Thinking this through earlier today, I was reminded of this piece in (you guessed it) the Guardian. No doubt taking advantage of the New Years Resolution season, the article is written by a fellow reflecting on his former problem-drink habit. Sobering stuff in itself, but what really came to mind was his description of the ability, for a while, to turn off the desire to drink. For a period of ten years, he would spend the first three months of the year teetotal, until his birthday came in the Spring, from whence he would increase the consumption of alcohol throughout the rest of the year to Wakemanesque levels. But, during those first three months, he didn’t have any problem with it at all – was social, in pubs, at parties, you name it – without any desire for a drink. Speaking to a neuroscientist who specialises in this sort of thing, the author discovered that there is a known behaviour in play here – once convinced that something is off-limits, the temptation for it dissipates. Obviously, I’m not comparing my desire for the odd biscuit at work to someone’s alcoholism, but it’ll help to have something to stiffen my resolve, beyond the normal.

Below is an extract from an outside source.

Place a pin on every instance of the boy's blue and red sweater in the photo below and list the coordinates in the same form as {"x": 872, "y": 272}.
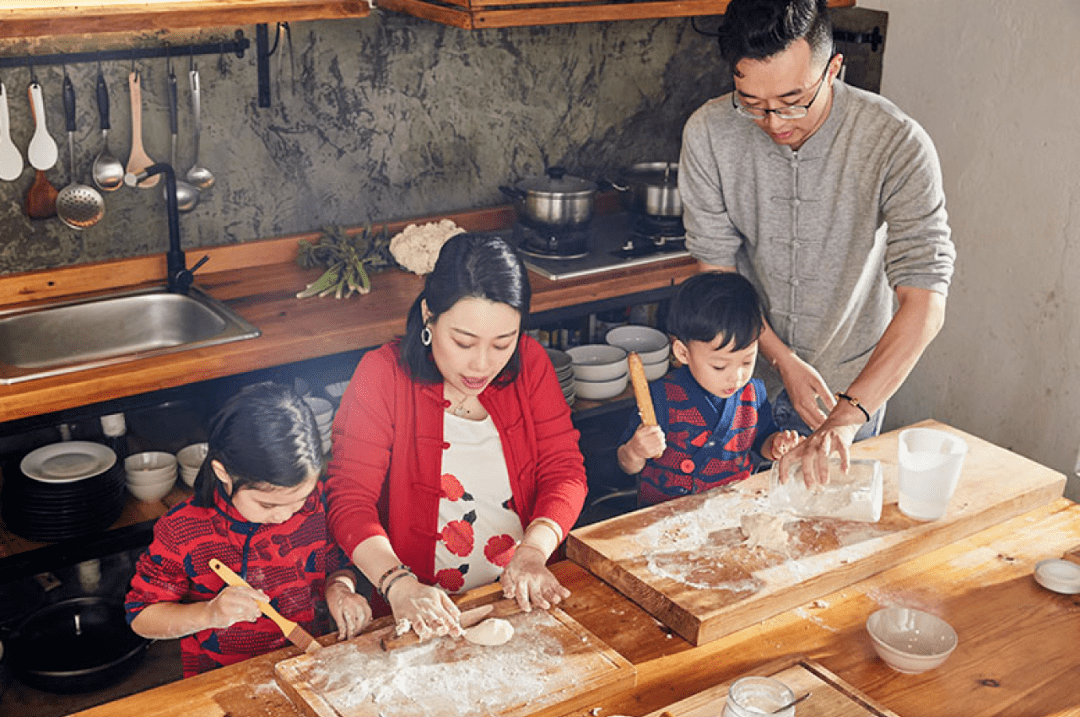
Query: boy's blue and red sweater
{"x": 711, "y": 441}
{"x": 288, "y": 562}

To that end, I think I’ll take up a version of the ‘Daytime Vegan’ diet. This will keep me away from the chocolate during the day, whilst giving me some more felxibility for socialising. My mate has a gallon of home-made mead that’s just come of age, and it ain’t going to drink itself. Plus, we’ve a growing collection of comestibles gifted to us by friends that have sat sadly neglected this past month. No longer!
It’s obviously not going to be a whole-sale forsaking of veganism – that would kind of defeat the purpose. I’ll still be trying to cook to a vegan diet, but, just, little things – a slice of cheese here, a litre of wine there. Nothing big, nothing regular. Still mostly vegan. Right?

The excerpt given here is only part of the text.